Mon histoire de pattes de fourmis commence maintenant. Pour aller voir un collègue qui logeait dans l'Institut de Neurophysiologie, je passais par le sous-sol, c'était un long couloir éclairé par quelques tubes fluorescents donnant un aspect lugubre à cet endroit. Par contre il y avait toujours un bruit permanent de moteurs électriques entraînant des pompes diverses et variées. Le premier local que je croisais m'était très familier puisque c'est là que se trouvait les réserves de bombonnes d'azote liquide en forme de tronc de cone qui me servaient à remplir ma petite bouteille thermos pour alimenter mes caméras infrarouges, enfin, celles qui n'étaient pas refroidies par effet Pelletier. Il régnait dans ce local une odeur peu agréable, car au fond de cette grande pièce climatisé "grand froid" il y avait des cages d'escargots ici, grillons là et d'autres insectes destinés à servir de cobayes pour les neurosciences. Plus loin il y avait un de mes grands réjouissement, un petit local noir à la porte toujours ouverte, et trônant au milieu de ce local se trouvait tel un totem dressé, un microscope électronique du plus bel effet qui n'attendait que ses opérateurs ; j'étais fasciné par cet imposant instrument.

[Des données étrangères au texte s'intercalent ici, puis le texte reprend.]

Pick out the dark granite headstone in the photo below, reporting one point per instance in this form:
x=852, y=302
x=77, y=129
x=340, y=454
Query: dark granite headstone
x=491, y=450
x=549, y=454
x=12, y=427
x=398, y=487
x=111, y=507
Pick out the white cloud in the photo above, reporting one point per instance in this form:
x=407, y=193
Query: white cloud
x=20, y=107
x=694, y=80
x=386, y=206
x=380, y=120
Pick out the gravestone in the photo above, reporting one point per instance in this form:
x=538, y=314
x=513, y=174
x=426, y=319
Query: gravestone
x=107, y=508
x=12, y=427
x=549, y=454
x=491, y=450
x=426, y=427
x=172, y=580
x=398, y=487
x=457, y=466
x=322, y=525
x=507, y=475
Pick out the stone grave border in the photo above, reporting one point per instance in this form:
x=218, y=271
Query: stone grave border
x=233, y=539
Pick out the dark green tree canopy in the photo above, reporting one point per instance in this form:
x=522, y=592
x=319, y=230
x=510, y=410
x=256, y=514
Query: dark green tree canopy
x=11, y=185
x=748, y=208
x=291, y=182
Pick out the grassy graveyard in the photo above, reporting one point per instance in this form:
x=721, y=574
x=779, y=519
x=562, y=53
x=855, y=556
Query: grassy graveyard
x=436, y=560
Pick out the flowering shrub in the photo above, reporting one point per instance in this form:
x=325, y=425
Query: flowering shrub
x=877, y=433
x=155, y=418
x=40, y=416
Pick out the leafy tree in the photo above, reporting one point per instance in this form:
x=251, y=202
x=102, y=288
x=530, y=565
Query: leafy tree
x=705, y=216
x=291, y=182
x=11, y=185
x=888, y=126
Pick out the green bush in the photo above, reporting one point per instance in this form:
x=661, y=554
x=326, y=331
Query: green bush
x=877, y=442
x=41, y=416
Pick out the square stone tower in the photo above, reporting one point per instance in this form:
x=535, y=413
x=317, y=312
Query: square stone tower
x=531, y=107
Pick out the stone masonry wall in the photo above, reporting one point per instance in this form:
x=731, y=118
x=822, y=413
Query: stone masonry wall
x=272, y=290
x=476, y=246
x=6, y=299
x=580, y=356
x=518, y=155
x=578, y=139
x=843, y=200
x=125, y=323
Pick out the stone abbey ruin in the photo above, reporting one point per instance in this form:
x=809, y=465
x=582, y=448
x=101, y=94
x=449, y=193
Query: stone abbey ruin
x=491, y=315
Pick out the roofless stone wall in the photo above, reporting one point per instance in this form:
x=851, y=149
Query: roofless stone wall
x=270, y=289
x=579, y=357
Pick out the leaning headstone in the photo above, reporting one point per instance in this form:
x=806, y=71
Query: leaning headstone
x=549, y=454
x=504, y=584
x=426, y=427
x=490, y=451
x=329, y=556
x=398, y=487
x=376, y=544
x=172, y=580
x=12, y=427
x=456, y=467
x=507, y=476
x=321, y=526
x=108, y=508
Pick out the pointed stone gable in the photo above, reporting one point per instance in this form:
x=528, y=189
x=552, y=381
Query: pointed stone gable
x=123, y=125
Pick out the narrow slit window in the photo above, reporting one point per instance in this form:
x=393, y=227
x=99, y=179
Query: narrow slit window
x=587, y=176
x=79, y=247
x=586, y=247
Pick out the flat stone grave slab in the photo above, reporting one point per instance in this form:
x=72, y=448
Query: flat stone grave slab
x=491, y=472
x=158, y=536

Typique microscope électronique tel qu'installé dans ce sous-sol de l'institut. Doc X)
Plus loin enfin j'arrivais à mon but, c'était un grand local bureau/atelier, lui aussi plongé dans le très sombre et pour cause, c'était une ancienne chambre noire de photographe. Il y avait quelques soupiraux occultés par de lourdes tentures de drap noir. Sur un côté se trouvait l'objet de ma visite, un bureau métallique format ministre des années soixante couleur verte. Sur ce bureau se trouvait un fouillis de papiers, de tirés à part, de livres, d'une lampe de bureau mainte fois vue dans ce type de mobilier. Elle éclairait mon camarade qui se tenait assis l'air abattu, la tête entre ses mains. Je l'interpellais, "Jacques", il s'appelait Jacques, que t'arrive-t-il ? Il me grommela une phrase indéchiffrable. Ils sont devenus fous, complètement fous, il se redressa sur son fauteuil et me désigna dans une grande zone encore plus sombre une table de travail qui était en fait un ancien marbre d'ajusteur. En écarquillant les yeux, je devinais posé sur cette table un cylindre de moteur d'avion, sans doute issu d'un gros moteur en étoile d'un ancien aéroplane. Mon regard allait de l'objet à mon collègue ravi de voir qu'il allait avoir un auditeur averti. Mais de quoi s'agit-il lui demandais-je ? Ils sont fous reprit-il, figure toi qu'ils se sont avisés que les pattes des fourmis chauffent lorsqu'elles sont excitées et mon travail est de trouver une astuce pour mesurer la température des pattes de fourmis... !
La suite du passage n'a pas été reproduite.